Today's bit of weirdness

The recent Lawfare Podcast episode "Disrupting ISIS Recruitment Online" makes fascinating listening. It's a recording of a panel discussion consisting of two Google-affiliated companies that do targeted advertising aimed at, well, disrupting ISIS online recruitment, and the US Undersecretary of State for Public Diplomacy and Public Affairs.

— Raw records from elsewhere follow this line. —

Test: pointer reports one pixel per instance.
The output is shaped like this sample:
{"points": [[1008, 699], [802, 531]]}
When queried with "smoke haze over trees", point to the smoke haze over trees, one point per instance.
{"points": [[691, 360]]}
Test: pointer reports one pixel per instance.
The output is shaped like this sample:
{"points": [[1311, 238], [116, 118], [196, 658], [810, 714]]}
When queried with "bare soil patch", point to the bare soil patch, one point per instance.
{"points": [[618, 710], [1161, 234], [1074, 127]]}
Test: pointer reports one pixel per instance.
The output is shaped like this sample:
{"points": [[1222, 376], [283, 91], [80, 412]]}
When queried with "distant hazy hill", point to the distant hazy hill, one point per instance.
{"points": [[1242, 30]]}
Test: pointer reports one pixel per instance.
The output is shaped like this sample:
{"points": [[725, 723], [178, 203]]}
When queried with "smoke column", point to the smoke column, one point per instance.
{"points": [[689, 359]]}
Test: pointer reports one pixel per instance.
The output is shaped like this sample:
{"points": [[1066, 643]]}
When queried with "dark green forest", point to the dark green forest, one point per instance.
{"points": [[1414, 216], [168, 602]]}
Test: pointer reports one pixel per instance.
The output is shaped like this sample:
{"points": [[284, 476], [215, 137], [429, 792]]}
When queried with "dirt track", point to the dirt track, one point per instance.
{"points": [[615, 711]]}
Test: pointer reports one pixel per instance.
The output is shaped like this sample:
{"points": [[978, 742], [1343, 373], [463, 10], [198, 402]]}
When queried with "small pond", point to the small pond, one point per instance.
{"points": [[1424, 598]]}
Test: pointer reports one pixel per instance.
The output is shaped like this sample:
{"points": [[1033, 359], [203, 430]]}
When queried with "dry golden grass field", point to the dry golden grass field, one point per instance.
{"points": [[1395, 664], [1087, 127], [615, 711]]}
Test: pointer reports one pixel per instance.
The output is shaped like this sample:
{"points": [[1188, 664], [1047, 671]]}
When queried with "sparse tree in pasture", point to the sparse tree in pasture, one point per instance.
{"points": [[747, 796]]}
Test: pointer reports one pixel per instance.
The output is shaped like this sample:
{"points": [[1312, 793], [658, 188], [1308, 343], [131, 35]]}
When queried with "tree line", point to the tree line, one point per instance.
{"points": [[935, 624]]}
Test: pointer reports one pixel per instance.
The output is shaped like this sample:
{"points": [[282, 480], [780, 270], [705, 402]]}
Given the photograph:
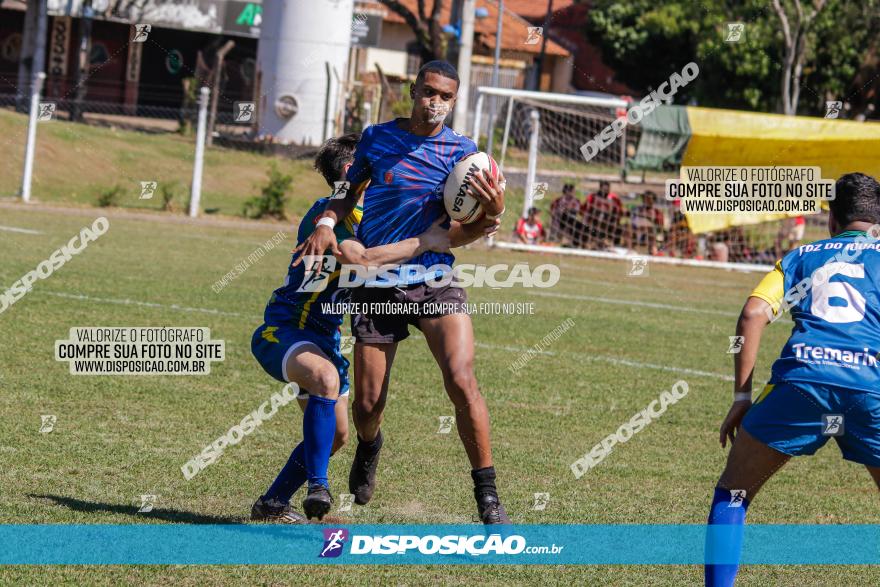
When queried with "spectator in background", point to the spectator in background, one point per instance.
{"points": [[646, 222], [601, 212], [681, 240], [563, 214], [529, 230]]}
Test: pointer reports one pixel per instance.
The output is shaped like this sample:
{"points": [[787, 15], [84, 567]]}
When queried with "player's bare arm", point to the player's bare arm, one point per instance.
{"points": [[323, 237], [752, 321], [435, 238]]}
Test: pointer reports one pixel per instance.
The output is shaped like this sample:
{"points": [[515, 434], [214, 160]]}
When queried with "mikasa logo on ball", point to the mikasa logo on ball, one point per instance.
{"points": [[459, 199], [461, 203]]}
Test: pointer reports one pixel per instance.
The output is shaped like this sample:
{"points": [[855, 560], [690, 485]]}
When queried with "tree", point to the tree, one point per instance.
{"points": [[796, 33], [831, 55], [427, 28]]}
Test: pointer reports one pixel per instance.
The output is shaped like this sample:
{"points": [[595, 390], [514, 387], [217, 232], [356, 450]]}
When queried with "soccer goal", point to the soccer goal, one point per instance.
{"points": [[537, 139]]}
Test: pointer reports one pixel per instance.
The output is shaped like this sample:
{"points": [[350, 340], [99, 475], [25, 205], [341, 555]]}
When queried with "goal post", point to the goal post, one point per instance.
{"points": [[539, 138]]}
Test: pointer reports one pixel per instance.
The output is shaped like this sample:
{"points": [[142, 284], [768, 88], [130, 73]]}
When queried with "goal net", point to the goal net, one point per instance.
{"points": [[613, 204]]}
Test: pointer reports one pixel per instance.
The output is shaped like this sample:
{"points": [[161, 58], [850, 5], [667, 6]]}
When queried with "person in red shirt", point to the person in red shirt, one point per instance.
{"points": [[529, 230], [602, 211], [646, 222]]}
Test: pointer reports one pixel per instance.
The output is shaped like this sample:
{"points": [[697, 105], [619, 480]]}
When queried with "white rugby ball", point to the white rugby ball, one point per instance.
{"points": [[460, 205]]}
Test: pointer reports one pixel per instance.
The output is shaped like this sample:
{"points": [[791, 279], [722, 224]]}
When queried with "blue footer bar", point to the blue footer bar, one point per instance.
{"points": [[232, 544]]}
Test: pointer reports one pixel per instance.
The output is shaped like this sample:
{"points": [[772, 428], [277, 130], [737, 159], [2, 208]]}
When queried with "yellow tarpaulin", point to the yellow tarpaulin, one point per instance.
{"points": [[731, 137]]}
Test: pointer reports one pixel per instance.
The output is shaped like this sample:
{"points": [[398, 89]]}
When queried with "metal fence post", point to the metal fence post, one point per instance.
{"points": [[196, 191], [533, 162], [30, 145]]}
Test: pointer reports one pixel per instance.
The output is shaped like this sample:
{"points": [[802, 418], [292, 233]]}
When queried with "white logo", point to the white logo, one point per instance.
{"points": [[446, 423], [346, 344], [832, 425], [535, 34], [463, 275], [832, 109], [316, 272], [334, 542], [141, 32], [46, 111], [340, 190], [539, 190], [345, 501], [148, 188], [47, 423], [737, 496], [541, 501], [244, 111], [639, 267], [147, 502], [735, 346], [735, 31]]}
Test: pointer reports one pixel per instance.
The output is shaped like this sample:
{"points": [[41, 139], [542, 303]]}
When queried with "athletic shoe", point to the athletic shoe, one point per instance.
{"points": [[362, 477], [317, 502], [272, 510], [491, 511]]}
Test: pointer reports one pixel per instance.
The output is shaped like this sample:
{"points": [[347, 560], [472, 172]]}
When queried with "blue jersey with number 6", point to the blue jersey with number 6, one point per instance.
{"points": [[832, 289]]}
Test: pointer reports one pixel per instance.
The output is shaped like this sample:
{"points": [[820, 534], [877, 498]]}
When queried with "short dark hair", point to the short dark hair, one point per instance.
{"points": [[439, 67], [856, 197], [334, 154]]}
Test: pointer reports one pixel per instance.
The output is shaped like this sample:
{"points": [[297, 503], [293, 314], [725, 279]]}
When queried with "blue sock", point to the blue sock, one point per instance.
{"points": [[724, 536], [291, 477], [319, 428]]}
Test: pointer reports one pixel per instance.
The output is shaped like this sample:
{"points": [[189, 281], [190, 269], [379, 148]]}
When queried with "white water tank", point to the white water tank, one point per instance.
{"points": [[297, 38]]}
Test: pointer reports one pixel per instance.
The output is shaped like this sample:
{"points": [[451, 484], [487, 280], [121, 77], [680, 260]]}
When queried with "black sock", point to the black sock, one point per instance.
{"points": [[371, 444], [484, 482]]}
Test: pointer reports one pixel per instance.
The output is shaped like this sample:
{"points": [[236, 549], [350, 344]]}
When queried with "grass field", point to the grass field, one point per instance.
{"points": [[118, 437]]}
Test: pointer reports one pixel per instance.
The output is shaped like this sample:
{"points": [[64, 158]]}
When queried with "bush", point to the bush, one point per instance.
{"points": [[110, 197], [273, 198]]}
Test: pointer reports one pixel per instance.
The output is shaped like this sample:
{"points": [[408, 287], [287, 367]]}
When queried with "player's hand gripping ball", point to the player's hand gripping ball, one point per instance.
{"points": [[462, 194]]}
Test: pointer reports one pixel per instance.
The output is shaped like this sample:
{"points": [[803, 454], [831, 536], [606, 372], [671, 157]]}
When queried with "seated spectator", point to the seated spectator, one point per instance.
{"points": [[646, 222], [563, 214], [529, 230], [681, 241], [601, 212], [790, 235]]}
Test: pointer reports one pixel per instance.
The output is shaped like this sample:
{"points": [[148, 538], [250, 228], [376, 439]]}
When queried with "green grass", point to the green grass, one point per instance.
{"points": [[118, 437], [74, 163]]}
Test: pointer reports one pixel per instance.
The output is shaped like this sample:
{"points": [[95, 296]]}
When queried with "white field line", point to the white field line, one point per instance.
{"points": [[619, 257], [651, 283], [633, 303], [21, 230], [128, 302], [613, 360]]}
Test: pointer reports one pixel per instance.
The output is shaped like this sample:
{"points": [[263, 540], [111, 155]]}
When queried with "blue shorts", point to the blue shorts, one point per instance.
{"points": [[272, 345], [799, 418]]}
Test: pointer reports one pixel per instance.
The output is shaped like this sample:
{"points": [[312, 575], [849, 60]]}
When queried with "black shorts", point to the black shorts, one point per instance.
{"points": [[387, 312]]}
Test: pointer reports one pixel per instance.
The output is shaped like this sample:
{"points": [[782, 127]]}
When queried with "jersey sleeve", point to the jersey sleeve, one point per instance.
{"points": [[361, 169], [772, 288], [348, 228]]}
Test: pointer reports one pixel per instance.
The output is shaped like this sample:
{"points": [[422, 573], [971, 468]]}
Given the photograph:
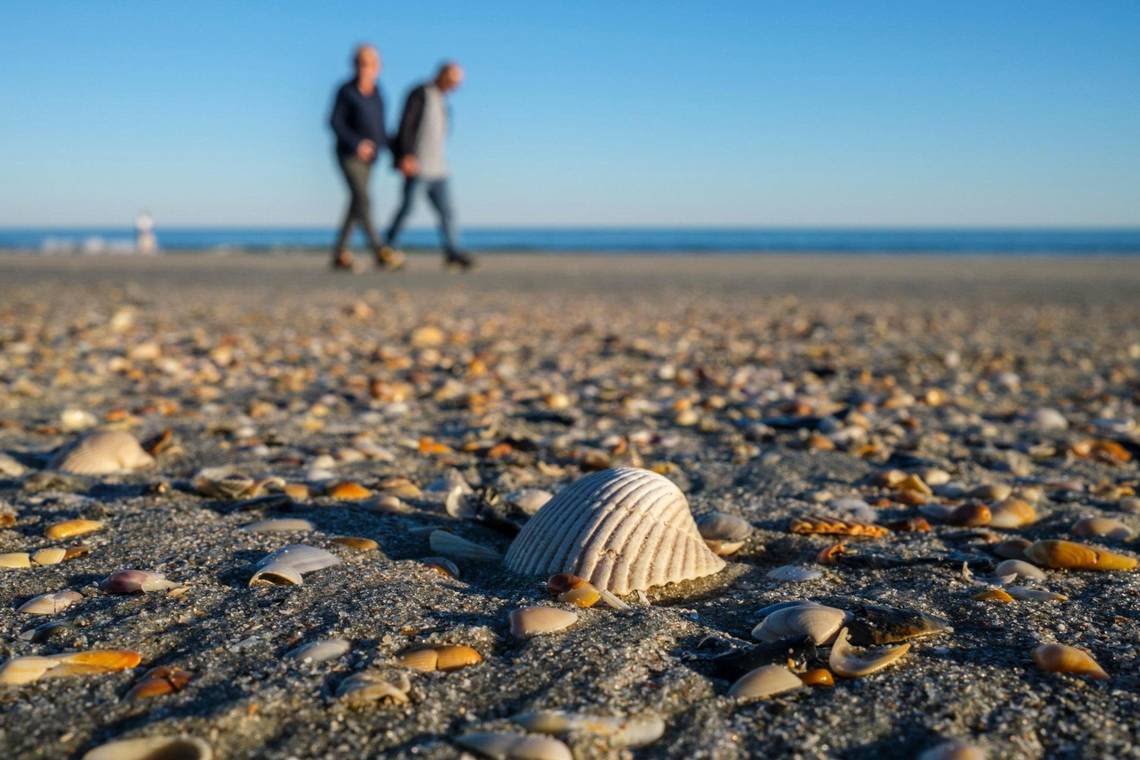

It is, at first listen, profoundly weird to hear the jargon of online advertising applied to propaganda. (It's propaganda I agree with, but propaganda nonetheless.) But then I realized where I'd come across the idea before: Robert A. Heinlein's "If This Goes On --". Here's a quote:

'I'm in the Psych & Propaganda Bureau,' he told me, 'under Colonel Novak. Just now I'm writing a series of oh-so-respectful articles about the private life of the Prophet and his acolytes and attending priests, how many servants they have, how much it costs to run the Palace, all about the fancy ceremonies and rituals, and such junk. All of it perfectly true, of course, and told with unctuous approval. But I lay it on a shade too thick. The emphasis is on the jewels and the solid gold trappings and how much it all costs, and keep telling the yokels what a privilege it is for them to be permitted to pay for such frippery and how flattered they should feel that God's representative on earth lets them take care of him.'

'I guess I don't get it,' I said, frowning. 'People like that circusy stuff. Look at the way the tourists to New Jerusalem scramble for tickets to a Temple ceremony.'

'Sure, sure-but we don't peddle this stuff to people on a holiday to New Jerusalem; we syndicate it to little local papers in poor farming communities in the Mississippi Valley, and in the Deep South, and in the back country of New England. That is to say, we spread it among some of the poorest and most puritanical elements of the population, people who are emotionally convinced that poverty and virtue are the same thing. It grates on their nerves; in time it should soften them up and make doubters of them.'

'Do you seriously expect to start a rebellion with picayune stuff like that?'

'It's not picayune stuff, because it acts directly on their emotions, below the logical level. You can sway a thousand men by appealing to their prejudices quicker than you can convince one man by logic.. You can sway a thousand men by appealing to their prejudices quicker than you can convince one man by logic. It doesn't have to be a prejudice about an important matter either. Johnnie, you savvy how to use connotation indices, don't you?'

'Well, yes and no. I know what they are; they are supposed to measure the emotional effects of words.'

'That's true, as far as it goes. But the index of a word isn't fixed like the twelve inches in a foot; it is a complex variable function depending on context, age and sex and occupation of the listener, the locale and a dozen other things. An index is a particular solution of the variable that tells you whether a particular word is used in a particular fashion to a particular reader or type of reader will affect that person favorably, unfavorably, or simply leave him cold. Given proper measurements of the group addressed it can be as mathematically exact as any branch of engineering. We never have all the data we need so it remains an art-but a very precise art, especially as we employ "feedback" through field sampling. Each article I do is a little more annoying than the last-and the reader never knows why.'

I'll leave my ambivalence about Lawfare for another day. For now: the podcast makes fascinating listening, and if you haven't read "If This Goes On--", I highly recommend it.